Er hatte gerade die Küchentür erreicht, als er drinnen Leute flüstern hörte.
„Dieser Fu Jiuxin, ich habe ihn noch nie lächeln sehen, er ist überhaupt nicht sympathisch. Als ich mich umdrehte, stand er plötzlich in der Ecke, ich weiß gar nicht, wann er da hingekommen war, es war so unheimlich. Es ist Neujahr, wen will er denn mit diesem grimmigen Gesicht ohrfeigen? Das bringt wirklich Unglück. Seufz, sag mir, warum hat der Meister ihn zurückgebracht?“
„Tch. Es ist doch egal, ob wir ihn mögen oder nicht, solange Miss ihn mag. Sie haben es ja nicht gesehen: Seit er da ist, klammert sich Miss an ihn. Meiner Meinung nach ist er nur ein hübsches Gesicht, das Miss getäuscht hat.“
Fu Jiuxin stand still in der Ecke und wartete, bis die tratschenden Leute drinnen zufrieden gegangen waren, bevor sie in die Küche ging, um die Gerichte zu servieren.

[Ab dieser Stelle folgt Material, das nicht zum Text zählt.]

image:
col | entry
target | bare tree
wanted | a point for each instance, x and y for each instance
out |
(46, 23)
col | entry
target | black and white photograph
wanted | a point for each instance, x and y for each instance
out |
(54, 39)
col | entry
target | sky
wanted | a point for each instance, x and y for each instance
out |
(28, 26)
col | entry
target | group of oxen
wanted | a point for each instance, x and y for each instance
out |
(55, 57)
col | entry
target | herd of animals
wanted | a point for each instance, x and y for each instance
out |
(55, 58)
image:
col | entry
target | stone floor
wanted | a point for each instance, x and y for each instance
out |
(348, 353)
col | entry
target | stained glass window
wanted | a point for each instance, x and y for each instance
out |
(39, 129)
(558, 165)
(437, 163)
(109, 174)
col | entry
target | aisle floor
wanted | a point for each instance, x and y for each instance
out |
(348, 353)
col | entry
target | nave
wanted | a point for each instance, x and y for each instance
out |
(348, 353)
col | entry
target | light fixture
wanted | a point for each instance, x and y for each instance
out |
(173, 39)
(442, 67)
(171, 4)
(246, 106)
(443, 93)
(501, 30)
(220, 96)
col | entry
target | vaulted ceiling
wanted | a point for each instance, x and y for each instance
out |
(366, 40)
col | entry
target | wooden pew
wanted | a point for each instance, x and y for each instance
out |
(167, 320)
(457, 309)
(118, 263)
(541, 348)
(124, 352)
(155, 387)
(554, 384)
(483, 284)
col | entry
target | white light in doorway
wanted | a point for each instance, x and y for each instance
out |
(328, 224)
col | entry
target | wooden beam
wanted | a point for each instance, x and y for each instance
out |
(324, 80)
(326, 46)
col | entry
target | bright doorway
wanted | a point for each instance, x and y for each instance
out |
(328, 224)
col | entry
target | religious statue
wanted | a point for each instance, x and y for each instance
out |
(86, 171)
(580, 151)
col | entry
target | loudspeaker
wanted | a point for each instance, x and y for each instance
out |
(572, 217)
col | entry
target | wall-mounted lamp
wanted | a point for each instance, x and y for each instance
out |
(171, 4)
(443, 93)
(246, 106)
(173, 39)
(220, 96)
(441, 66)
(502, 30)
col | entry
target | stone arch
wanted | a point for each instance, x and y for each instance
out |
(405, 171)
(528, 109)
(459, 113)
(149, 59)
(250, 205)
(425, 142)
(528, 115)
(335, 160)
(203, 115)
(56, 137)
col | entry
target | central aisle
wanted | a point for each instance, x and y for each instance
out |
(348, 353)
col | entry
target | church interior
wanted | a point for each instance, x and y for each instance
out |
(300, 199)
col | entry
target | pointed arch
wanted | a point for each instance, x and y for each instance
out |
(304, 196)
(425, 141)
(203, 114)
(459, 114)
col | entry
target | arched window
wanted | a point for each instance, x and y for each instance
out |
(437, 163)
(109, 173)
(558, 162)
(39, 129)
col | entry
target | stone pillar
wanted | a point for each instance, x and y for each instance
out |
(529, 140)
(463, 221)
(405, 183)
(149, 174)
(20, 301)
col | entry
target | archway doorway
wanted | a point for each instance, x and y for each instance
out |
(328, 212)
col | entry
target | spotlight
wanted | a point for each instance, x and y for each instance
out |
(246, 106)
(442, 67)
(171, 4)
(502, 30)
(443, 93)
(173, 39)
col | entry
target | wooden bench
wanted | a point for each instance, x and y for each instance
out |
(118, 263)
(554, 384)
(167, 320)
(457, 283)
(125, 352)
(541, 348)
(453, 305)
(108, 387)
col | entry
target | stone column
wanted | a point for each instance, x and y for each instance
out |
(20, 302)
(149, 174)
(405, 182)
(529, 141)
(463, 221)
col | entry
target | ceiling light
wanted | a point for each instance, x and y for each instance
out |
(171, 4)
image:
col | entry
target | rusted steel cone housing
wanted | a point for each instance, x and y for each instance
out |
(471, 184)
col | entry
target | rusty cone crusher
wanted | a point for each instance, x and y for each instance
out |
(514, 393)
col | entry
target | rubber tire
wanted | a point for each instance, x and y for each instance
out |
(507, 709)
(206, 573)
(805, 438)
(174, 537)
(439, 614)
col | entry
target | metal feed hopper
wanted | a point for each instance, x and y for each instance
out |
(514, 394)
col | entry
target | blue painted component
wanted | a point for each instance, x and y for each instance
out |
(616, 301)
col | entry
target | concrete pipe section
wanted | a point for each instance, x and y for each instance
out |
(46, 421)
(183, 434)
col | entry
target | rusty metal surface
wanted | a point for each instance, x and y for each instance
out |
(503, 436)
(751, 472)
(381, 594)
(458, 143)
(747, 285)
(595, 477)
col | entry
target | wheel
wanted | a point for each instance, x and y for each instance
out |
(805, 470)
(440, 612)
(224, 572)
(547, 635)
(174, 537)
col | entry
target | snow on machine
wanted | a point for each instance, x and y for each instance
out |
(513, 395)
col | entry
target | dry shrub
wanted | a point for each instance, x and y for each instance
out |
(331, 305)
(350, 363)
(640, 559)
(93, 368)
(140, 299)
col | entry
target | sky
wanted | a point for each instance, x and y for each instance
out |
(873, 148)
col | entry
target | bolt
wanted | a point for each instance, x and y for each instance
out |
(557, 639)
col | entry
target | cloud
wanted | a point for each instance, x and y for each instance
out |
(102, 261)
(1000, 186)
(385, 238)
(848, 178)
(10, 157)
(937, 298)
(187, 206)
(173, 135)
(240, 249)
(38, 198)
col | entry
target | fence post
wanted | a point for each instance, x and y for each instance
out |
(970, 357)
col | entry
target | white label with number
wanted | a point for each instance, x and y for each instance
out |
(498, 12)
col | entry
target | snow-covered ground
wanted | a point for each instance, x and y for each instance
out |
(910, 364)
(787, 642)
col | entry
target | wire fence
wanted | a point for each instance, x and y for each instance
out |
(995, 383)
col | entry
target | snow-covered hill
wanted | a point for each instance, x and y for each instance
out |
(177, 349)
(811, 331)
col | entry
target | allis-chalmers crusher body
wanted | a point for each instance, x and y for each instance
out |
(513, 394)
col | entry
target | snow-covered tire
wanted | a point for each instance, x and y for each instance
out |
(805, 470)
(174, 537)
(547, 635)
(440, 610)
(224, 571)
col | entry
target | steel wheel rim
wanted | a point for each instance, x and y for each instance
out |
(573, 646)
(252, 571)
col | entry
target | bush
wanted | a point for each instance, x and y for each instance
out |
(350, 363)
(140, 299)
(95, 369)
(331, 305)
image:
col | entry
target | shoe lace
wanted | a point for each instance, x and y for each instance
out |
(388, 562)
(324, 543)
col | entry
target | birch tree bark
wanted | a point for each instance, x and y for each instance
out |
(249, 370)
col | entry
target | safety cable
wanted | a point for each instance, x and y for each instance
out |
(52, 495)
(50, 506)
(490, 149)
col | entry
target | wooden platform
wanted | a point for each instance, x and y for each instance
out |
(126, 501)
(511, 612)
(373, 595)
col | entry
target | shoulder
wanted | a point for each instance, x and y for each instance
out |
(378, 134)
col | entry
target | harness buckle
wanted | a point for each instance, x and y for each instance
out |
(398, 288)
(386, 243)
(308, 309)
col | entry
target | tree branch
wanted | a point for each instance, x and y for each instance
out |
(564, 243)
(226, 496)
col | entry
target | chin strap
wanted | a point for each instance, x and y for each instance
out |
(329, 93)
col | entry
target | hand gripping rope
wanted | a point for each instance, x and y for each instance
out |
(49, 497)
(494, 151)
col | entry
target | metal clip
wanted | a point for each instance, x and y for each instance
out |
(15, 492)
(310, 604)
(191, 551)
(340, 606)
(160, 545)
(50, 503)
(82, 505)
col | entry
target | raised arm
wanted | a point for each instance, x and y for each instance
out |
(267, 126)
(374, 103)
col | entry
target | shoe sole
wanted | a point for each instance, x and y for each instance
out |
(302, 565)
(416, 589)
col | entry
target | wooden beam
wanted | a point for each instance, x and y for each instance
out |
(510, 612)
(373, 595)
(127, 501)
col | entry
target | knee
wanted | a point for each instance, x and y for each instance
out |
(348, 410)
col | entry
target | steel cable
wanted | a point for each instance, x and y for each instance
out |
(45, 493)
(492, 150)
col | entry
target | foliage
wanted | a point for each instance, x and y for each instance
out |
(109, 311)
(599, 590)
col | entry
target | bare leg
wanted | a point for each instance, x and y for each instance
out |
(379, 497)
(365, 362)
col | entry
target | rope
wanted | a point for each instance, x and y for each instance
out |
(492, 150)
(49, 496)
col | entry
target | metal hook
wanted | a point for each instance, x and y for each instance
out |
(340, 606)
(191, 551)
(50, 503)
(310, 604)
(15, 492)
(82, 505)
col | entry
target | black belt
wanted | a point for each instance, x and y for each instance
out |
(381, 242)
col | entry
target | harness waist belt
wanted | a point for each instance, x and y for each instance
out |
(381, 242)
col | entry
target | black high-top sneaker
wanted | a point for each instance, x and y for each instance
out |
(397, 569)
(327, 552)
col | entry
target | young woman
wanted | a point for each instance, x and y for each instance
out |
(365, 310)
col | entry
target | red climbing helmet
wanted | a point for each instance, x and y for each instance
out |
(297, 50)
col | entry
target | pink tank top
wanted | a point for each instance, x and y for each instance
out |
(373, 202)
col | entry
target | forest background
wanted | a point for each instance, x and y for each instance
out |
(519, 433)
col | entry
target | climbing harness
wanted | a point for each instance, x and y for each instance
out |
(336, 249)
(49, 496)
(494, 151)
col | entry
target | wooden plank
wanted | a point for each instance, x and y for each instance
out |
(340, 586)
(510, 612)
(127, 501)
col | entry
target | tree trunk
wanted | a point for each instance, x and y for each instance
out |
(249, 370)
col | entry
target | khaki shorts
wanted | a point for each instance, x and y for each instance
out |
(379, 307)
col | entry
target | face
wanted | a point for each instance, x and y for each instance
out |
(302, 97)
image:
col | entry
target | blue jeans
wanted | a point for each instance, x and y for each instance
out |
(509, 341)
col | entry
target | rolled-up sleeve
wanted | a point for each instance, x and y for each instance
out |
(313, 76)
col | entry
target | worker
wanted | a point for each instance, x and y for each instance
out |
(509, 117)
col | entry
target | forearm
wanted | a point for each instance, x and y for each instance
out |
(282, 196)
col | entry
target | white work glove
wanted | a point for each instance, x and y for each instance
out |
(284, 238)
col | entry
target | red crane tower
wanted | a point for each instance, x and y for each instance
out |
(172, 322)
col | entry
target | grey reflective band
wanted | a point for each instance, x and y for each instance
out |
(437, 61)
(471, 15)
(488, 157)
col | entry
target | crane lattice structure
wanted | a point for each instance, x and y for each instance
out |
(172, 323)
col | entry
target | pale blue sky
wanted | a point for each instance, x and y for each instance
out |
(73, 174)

Kurz nach Neujahr stand Dou Jincai kurz vor einer weiteren langen Reise. Vor seiner Abreise rief er Fu Jiuxin in sein Arbeitszimmer.
Der Zehnjährige war in letzter Zeit immer stiller geworden. Dou Jincai sah ihn eine Weile an und seufzte: „Jiuxin, jetzt, wo ich dich zurückgebracht habe, betrachte ich dich als Familie. Wenn ich weg bin, werde ich dich bitten müssen, dich um Akou zu kümmern.“
Fu Jiuxin antwortete gelassen.
„Ich habe einen Tutor der Akademie eingeladen, bei mir zu Hause zu unterrichten. Dieser Tutor ist für sein umfassendes Wissen über Ziwei Qingdu bekannt. Du solltest fleißig bei ihm lernen. Was Akou betrifft: Wenn sie lernen möchte, kannst du ihr das auch beibringen, aber zwinge sie nicht dazu.“
Er würde Dou Jincais Tochter ein Leben in Komfort und Sicherheit garantieren; was den Rest betraf, würde er ihr freie Hand lassen.